IG Reduces Tactical Teams to Boost Supervision, Deployment
By: Abudu Olalekan
The Inspector General of Police, Olatunji Disu, just dropped a big directive. He’s cutting back on tactical teams across the country. Goal? Better oversight. Fewer complaints from folks out there.
Zonal and state commands? Max five teams now. Area commands, divisions—down to three. That’s the cap.
Force PRO Anthony Placid broke it down in a statement from Abuja Sunday. Said it came from worries over too many units running wild without enough eyes on ’em.
Heads of formations can merge or disband as they see fit. Smart move.

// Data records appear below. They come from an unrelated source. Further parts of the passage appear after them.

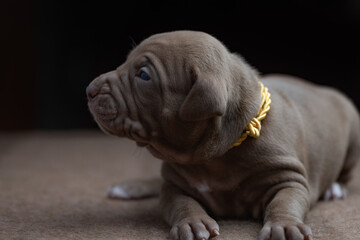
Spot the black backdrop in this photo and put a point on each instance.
(51, 50)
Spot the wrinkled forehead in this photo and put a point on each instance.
(182, 46)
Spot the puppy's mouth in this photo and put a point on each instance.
(103, 108)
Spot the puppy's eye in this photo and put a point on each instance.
(143, 74)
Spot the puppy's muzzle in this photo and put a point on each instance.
(101, 103)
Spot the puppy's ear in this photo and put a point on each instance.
(206, 99)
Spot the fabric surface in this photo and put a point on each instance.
(53, 186)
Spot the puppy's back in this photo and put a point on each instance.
(331, 128)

Frees up cops for stations that’ve been short-staffed. Those tactical squads sucked up all the manpower.
“The IGP directed the reduction… at heads of formations’ discretion,” the statement went. Yep.
Important bit—this doesn’t touch state-run outfits. Think Lagos Rapid Response Squad. Oyo’s Special Response Squad. Bayelsa’s Operation DOO-AKPOR. Others like ’em. Safe.
IG figures this shakes loose personnel for grassroots policing. Cuts down on those excess gripes too.
It’s all about accountability. People-friendly force. Disu hit that note in his first big speech to Nigerians. Now, stepping up supervision on what’s left. Bolsters divisions. Nixes public beefs.
This after some media buzz claiming full dissolution of units. Nah. Misread. Placid cleared it: just a trim to tackle ops concerns, alleged oversteps.
Boss man gets it—tactical teams fight crime hard. But too many? Drains posts and stations. Tough to supervise. Hurts the Force’s rep.